The axles are married to the truck frames, which then march down the main production line to be fitted with wheels, cabs, and other parts.
As part of his internship with Navistar, McCoy not only designed the layout for the subassembly of axle suspensions, but he also designed the concept for brake housing subassembly and the geometry for the overhead hoist and rail system.
“I feel like it was a very successful project. I’m proud of our team,” said McCoy, whose team included fellow Wright State senior mechanical-engineering student Hunter Johnson of Springfield. “Everyone collaborated really well and put in a lot of effort to make this successful.”
Navistar is a leading manufacturer of commercial trucks, buses, defense vehicles, and engines. About 1,500 workers work at the Springfield plant.

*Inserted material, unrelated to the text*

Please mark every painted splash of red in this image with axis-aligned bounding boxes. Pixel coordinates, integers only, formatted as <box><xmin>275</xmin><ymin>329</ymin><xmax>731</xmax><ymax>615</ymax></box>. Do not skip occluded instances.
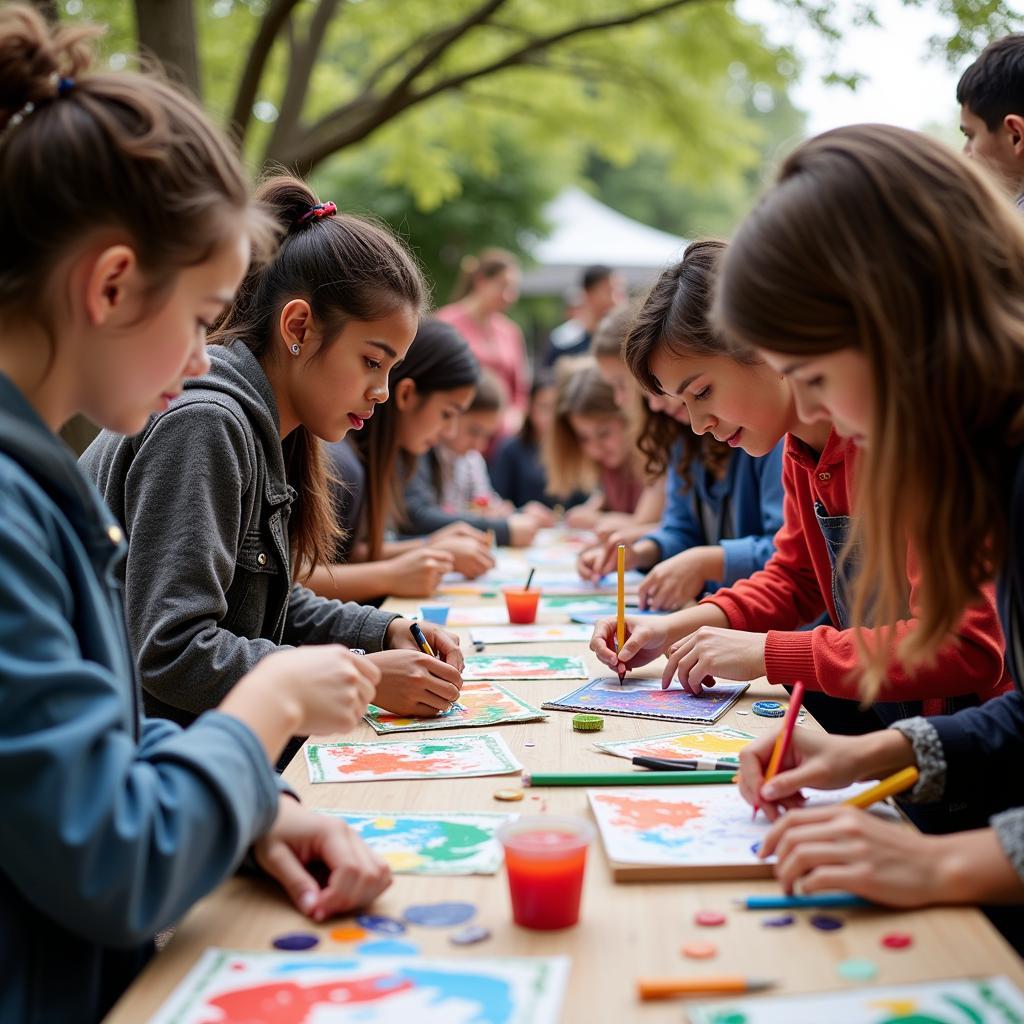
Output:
<box><xmin>199</xmin><ymin>975</ymin><xmax>413</xmax><ymax>1024</ymax></box>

The factory floor is a sprawling forest of steel – spider-webbed with yellow and orange girders. Air hoses dangle from above like snakes. Bouquets of colorful hoses and cables sprout next to the production line. There are gangways, conveyors, and fields of steel rollers. Forklifts prowl the floor, emitting whines and beeps.
McCoy had to design the line so that it was flexible enough to handle equipment of differing lengths as well as differing geometries of axles and suspension ties.
“There are an uncountable number of variations that you can see on these axles,” said McCoy. “Trying to come up with different ways to accommodate that was very challenging, but our team did a really good job.”
The line also had to be configured in a way that ensured it would run at an efficient speed, avoiding any costly worker downtime. The line moves at 4.47 feet per minute and spits out about 75 vehicles a day.
“We were in here every day at 6 a.m., dropping different axles on it, seeing how they fit, what interferences there were,” McCoy said.
McCoy said he fell in love with engineering at Wright State, lured by the opportunity to work with computers and to do design work.
“My years in the engineering program have been really good,” he said. “I especially like a lot of the technology they give us. For example, they give us a lot of software – very, very expensive software they give us access to.”